Department of Biotechnology, University of Kerala, Kariavattom, Thiruvananthapuram, Kerala 695581, India.
NAR Genom Bioinform. 2025 Jun 13;7(2):lqaf080. doi: 10.1093/nargab/lqaf080. eCollection 2025 Jun.
Large-scale quantitative studies have identified significant genetic associations for various neurological disorders. Expression quantitative trait locus (eQTL) studies have shown the effect of single-nucleotide polymorphisms (SNPs) on the differential expression of genes in brain tissues. However, a large majority of the associations are contributed by SNPs in the noncoding regions that can have significant regulatory function but are often ignored. Besides, mutations that are in high linkage disequilibrium with actual regulatory SNPs will also show significant associations. Therefore, it is important to differentiate a regulatory noncoding SNP with a nonregulatory one. To resolve this, we developed a deep learning model named Neur-Ally, which was trained on epigenomic datasets from nervous tissue and cell line samples. The model predicts differential occurrence of regulatory features like chromatin accessibility, histone modifications, and transcription factor binding on genomic regions using DNA sequence as input. The model was used to predict the regulatory effect of neurological condition-specific noncoding SNPs using mutagenesis. The effect of associated SNPs reported in genome-wide association studies of neurological condition, brain eQTLs, autism spectrum disorder, and reported probable regulatory SNPs in neurological conditions were predicted by Neur-Ally.

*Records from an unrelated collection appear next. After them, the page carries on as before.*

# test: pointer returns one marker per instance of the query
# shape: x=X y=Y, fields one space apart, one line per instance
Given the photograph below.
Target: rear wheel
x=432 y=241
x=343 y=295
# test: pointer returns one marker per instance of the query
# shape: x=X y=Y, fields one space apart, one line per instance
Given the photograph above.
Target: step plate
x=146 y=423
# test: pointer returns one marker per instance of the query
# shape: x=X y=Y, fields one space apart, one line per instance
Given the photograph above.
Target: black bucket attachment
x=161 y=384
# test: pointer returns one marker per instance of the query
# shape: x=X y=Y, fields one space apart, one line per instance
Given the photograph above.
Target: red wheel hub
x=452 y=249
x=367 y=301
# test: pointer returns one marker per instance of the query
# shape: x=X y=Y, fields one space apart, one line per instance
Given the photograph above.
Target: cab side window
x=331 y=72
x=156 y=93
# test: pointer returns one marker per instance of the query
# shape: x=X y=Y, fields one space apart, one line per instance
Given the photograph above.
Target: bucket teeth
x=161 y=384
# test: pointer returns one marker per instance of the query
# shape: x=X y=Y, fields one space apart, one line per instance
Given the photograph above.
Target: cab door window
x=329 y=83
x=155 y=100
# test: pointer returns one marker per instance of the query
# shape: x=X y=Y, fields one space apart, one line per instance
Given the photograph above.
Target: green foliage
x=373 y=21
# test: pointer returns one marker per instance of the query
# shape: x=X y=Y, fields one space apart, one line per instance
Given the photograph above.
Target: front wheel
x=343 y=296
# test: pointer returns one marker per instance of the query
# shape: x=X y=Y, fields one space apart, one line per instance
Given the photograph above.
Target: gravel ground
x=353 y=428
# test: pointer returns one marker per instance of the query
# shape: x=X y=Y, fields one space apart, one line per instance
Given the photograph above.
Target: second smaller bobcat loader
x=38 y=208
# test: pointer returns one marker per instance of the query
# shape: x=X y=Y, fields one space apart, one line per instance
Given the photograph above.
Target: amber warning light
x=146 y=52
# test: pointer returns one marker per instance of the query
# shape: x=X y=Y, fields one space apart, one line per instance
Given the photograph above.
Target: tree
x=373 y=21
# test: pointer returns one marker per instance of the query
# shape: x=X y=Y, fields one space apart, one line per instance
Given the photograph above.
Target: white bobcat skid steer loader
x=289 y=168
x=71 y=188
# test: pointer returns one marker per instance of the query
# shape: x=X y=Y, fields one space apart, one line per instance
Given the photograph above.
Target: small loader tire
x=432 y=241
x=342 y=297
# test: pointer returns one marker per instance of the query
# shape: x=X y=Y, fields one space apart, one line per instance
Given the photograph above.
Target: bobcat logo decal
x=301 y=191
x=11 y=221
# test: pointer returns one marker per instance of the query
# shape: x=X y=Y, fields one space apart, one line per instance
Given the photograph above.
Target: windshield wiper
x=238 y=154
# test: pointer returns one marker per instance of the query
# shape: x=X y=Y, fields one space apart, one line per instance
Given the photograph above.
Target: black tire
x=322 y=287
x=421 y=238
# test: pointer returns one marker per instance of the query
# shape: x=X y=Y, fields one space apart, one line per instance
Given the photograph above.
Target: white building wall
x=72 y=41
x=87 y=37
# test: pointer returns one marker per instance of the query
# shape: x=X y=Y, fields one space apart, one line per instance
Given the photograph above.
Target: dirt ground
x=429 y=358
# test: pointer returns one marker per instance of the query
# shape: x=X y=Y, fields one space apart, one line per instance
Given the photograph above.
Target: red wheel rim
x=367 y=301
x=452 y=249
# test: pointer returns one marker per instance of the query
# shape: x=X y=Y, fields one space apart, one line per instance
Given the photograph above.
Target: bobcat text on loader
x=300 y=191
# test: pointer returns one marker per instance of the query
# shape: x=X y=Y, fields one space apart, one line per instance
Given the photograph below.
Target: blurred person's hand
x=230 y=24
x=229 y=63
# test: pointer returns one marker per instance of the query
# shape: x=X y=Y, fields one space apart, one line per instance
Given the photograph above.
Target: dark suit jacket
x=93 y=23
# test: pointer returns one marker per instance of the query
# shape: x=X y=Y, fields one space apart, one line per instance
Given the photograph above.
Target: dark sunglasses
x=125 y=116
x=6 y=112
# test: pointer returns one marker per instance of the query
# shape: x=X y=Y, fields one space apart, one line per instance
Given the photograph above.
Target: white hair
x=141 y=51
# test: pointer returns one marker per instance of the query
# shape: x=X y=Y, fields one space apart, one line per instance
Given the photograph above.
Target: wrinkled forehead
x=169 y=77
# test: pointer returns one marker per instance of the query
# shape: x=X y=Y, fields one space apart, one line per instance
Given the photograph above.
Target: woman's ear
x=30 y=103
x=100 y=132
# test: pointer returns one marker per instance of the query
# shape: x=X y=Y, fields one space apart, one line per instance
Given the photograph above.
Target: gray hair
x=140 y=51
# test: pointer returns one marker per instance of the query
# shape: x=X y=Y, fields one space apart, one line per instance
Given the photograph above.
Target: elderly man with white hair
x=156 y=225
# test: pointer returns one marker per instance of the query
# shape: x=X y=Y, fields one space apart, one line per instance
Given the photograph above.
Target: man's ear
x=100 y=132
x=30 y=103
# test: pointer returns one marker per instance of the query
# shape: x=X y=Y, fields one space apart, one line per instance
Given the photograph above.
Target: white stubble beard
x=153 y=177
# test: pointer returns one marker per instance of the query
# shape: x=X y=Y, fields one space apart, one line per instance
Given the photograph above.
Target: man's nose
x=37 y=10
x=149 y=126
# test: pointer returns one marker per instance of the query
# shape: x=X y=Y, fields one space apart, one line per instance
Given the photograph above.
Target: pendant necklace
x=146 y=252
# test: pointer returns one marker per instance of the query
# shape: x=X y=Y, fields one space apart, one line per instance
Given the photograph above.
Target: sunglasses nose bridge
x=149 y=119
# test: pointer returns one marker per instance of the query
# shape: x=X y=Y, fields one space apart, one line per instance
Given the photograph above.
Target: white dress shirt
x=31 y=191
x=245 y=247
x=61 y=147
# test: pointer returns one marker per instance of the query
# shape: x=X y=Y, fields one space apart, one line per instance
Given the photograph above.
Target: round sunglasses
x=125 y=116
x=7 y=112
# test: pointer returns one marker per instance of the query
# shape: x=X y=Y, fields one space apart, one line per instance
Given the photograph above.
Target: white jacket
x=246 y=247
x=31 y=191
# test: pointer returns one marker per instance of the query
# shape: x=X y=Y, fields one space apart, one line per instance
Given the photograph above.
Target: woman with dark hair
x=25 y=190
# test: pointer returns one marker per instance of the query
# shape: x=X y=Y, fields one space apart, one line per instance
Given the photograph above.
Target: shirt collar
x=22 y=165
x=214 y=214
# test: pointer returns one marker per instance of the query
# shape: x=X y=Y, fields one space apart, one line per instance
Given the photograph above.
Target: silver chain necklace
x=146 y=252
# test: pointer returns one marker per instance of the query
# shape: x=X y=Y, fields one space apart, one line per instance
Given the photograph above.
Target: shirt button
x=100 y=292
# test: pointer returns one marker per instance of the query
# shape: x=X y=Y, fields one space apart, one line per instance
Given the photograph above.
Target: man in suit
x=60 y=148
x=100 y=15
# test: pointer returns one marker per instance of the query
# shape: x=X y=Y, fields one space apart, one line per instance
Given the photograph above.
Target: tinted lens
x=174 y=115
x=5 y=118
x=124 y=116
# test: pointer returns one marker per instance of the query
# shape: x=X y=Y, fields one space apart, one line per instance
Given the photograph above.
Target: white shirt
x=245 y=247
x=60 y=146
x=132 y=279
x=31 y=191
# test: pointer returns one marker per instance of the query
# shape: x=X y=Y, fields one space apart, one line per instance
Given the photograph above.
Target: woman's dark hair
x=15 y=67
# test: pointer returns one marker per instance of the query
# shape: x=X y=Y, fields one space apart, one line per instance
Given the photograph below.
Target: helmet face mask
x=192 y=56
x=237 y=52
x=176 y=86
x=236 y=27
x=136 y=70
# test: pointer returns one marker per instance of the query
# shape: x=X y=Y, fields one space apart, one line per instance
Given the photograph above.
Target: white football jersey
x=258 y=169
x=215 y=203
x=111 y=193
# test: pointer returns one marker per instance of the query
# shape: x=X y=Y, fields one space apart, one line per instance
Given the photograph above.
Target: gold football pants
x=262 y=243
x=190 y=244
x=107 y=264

大规模定量研究已经确定了各种神经疾病的显著基因关联。表达定量性状基因座(eQTL)研究表明单核苷酸多态性(SNP)对脑组织中基因差异表达的影响。然而,绝大多数关联是由非编码区的SNP导致的,这些SNP具有重要的调控功能,但常常被忽视。此外,与实际调控SNP处于高度连锁不平衡状态的突变也会显示出显著关联。因此,区分调控性非编码SNP和非调控性SNP很重要。为了解决这个问题,我们开发了一种名为Neur-Ally的深度学习模型,该模型在神经组织和细胞系样本的表观基因组数据集上进行训练。该模型以DNA序列为输入,预测基因组区域上染色质可及性、组蛋白修饰和转录因子结合等调控特征的差异出现情况。该模型被用于通过诱变预测神经疾病特异性非编码SNP的调控作用。Neur-Ally预测了神经疾病全基因组关联研究、脑eQTL、自闭症谱系障碍中报道的相关SNP的作用,以及神经疾病中报道的可能的调控SNP的作用。